»LUIZ EDSON FACHIN, professor do Ceub, ministro do Supremo Tribunal Federal (STF). Alma mater: UFPR
Inicia-se um novo período anual de afazeres no Judiciário brasileiro. Desafios e esperanças se mesclam em direção ao que se almeja. É o porvir a sentinela do horizonte, como o denominou Paul Ricoeur. Tem utilidade destacar, nesse princípio, algumas reflexões, apreensões e perspectivas.
Sabemos que a realização da justiça em si não pode ser uma mera representação abstrata; essa tarefa é profundamente humana, devendo ser fecunda, fonte de potência e de eficácia. O termo "humano" se enlaça com humus, terra; estar rente ao chão, à vida, ao que é próprio da humanidade.
Há uma grande responsabilidade para assumir-se dentro da história, e não da metafísica. A jurisdição é a expressão de uma ética concreta, que se realiza na história que vivenciamos, das situações que acontecem, enfim, simplesmente, do mundo dos fatos, fotografados pela legalidade constitucional. Na jurisdição, o dizer é mesmo um modo de fazer, como se cada palavra fosse uma ação (como escreveu John Austin).
São intoxicantes tanto a temerária leitura política dos fatos jurídicos quanto a rasa leitura politizada das decisões judiciais. Cumpre dar ao direito o que é do direito. Sem censura, com plena liberdade, no convívio com o dissenso e com as diferenças, ao lado da independência e harmonia entre os Poderes. Nada (e ninguém) pode capturar e servir-se do Poder Judiciário. Onde sobra poder falta justiça. Sem embargo, é sabido existir, na concretude das relações sociais, uma zona cinzenta de fronteira entre direito e política, propicia à instalação de conflitos.

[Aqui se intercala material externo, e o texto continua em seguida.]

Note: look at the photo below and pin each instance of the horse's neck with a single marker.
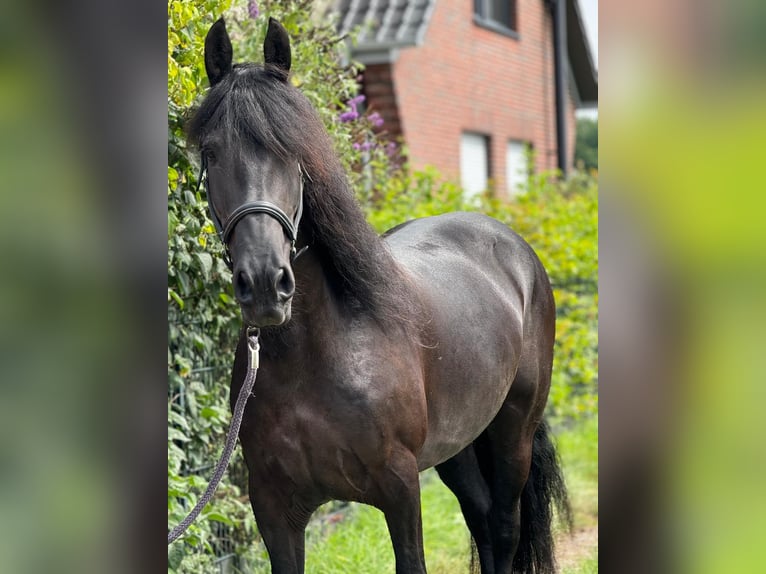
(314, 308)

O caminho demanda viver segundo a justiça e não vergando ao poder. Bem-aventurados aqueles que têm fome e sede de justiça, proclama o Evangelho praticado pelo papa Francisco, cujas lições sempre estão densamente preocupadas com a humanidade, a paz, a diversidade e a tolerânca. Bem assim com os pés no chão, a obra jurisdicional não é a da mera especulação teórica e, sim, diretamente, daquilo que sabe às pessoas de carne e osso. É o Judiciário, ciente da responsabilidade que o reveste, um sistema de peritos, juízes e juízas capazes de adjudicar estabilidade, segurança e ordenação, matéria-prima da confiança nas instituições da esfera pública, da sociedade civil e do Estado Democrático de Direito.

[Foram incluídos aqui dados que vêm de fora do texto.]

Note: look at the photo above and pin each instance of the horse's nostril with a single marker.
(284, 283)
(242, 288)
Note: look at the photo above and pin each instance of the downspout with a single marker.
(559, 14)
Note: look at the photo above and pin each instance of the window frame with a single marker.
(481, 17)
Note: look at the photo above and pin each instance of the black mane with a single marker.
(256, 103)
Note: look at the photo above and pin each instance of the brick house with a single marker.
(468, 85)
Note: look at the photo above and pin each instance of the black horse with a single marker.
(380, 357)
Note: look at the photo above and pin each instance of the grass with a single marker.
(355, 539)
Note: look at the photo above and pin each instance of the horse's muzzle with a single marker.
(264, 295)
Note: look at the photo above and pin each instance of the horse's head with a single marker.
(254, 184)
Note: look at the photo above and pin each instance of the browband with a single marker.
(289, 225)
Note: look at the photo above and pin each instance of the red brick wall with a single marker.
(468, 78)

Das erosões, resíduos ou anomalias no desempenho desse múnus, advém mesmo crises e transformações presentemente experimentadas. É certo que há perguntas e controvérsias interpelantes; problemas complexos não desaparecem com soluções simples, escreveu a professora Letícia Cesarino, e nada justifica que se jogue na sarjeta o melhor e o mais importante: uma missão humana, imperativa.
Para tanto, as garantias da magistratura, a imparcialidade e a independência, estão na ordem do agir. A confiança está fundada na capacidade de captar a realidade e produzir decisões, à luz da lei, que traduzam respostas adequadas, iluminadas pela proteção dos direitos humanos e fundamentais. E o conduto dessas respostas é, por definição, o processo justo e transparente.
É certo que bondade, firmeza e misericórdia também são atributos para quem lida, incessantemente, com as enfermidades da vida social, com os litígios, com as desgraças humanas que se tornam autos de um processo. Nada obstante, juízas e juízes não devem ser satélites da polarização calcificada que assola a vida contemporânea, tampouco artífices do mundo político-partidário.
Que 2024 termine nutrido mais por alentos. E que o porvir nos legue uma configuração sócio-histórica com maior confiança num futuro comum, com mediações suficientes para consensos minimamente estáveis e que consigamos nos afastar do limiar de exaustão.
Para tanto, é dever interrogante o atuar com desembaraço para preservar o direito, as instituições e os valores da legalidade constitucional democrática, gerando ao mesmo tempo esperança, confiança e legitimidade. O futuro, em breve, será testemunha da resposta a ser construída.